Nella serata di sabato 1 dicembre, Pompeo ha apertamente accusato l’Iran di violare gli accordi del Joint Comprehensive Plan of Action (JCPOA), in particolare la risoluzione UNSCR 2231 del Consiglio di Sicurezza dell’Onu, tramite la conduzione di un test missilistico avvenuta nella medesima giornata. “Condanniamo questo atto”, ha aggiunto il Segretario di Stato di Washington, scrivendo su Twitter che il Paese mediorientale sta via via testando e facendo proliferare sempre più i propri missili.
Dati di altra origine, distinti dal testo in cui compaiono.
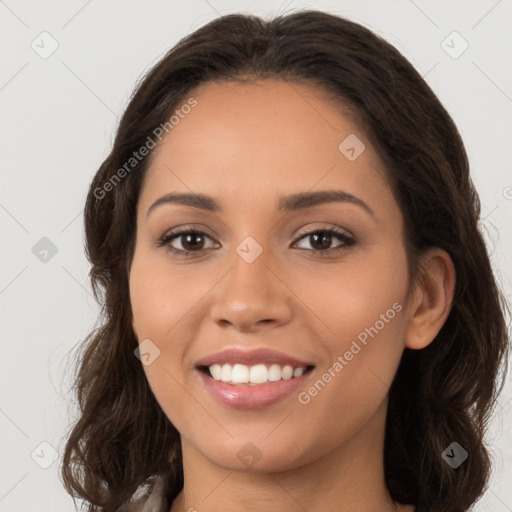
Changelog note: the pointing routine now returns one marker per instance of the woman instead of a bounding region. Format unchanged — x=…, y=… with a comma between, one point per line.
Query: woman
x=299, y=308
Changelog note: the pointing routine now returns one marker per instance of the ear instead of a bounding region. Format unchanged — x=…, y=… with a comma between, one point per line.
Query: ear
x=432, y=298
x=134, y=330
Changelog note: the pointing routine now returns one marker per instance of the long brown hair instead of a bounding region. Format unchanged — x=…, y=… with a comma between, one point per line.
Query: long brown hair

Pompeo si è infine appellato all’Iran intimandogli di cessare tali attività.

L’Iran sostiene che il suo programma missilistico abbia scopi puramente difensivi, ma ha minacciato di interrompere i rifornimenti di petrolio attraverso lo Stretto di Homuz nel Golfo se gli Stati Uniti cercheranno di minare le esportazioni nazionali.

In seguito al ritiro, in data 8 maggio, degli Stati Uniti dall’accordo internazionale del Joint Comprehensive Plan of Action (JCPOA), e alla successiva reimposizione delle sanzioni USA sull’Iran per via delle sue attività missilistiche, il governo di Teheran ha escluso ogni ipotesi di negoziazioni con Washington in merito alle proprie capacità nucleari, in particolare il suo programma missilistico, che è portato avanti dalle Guardie della Rivoluzione, corpo para-militare nazionale.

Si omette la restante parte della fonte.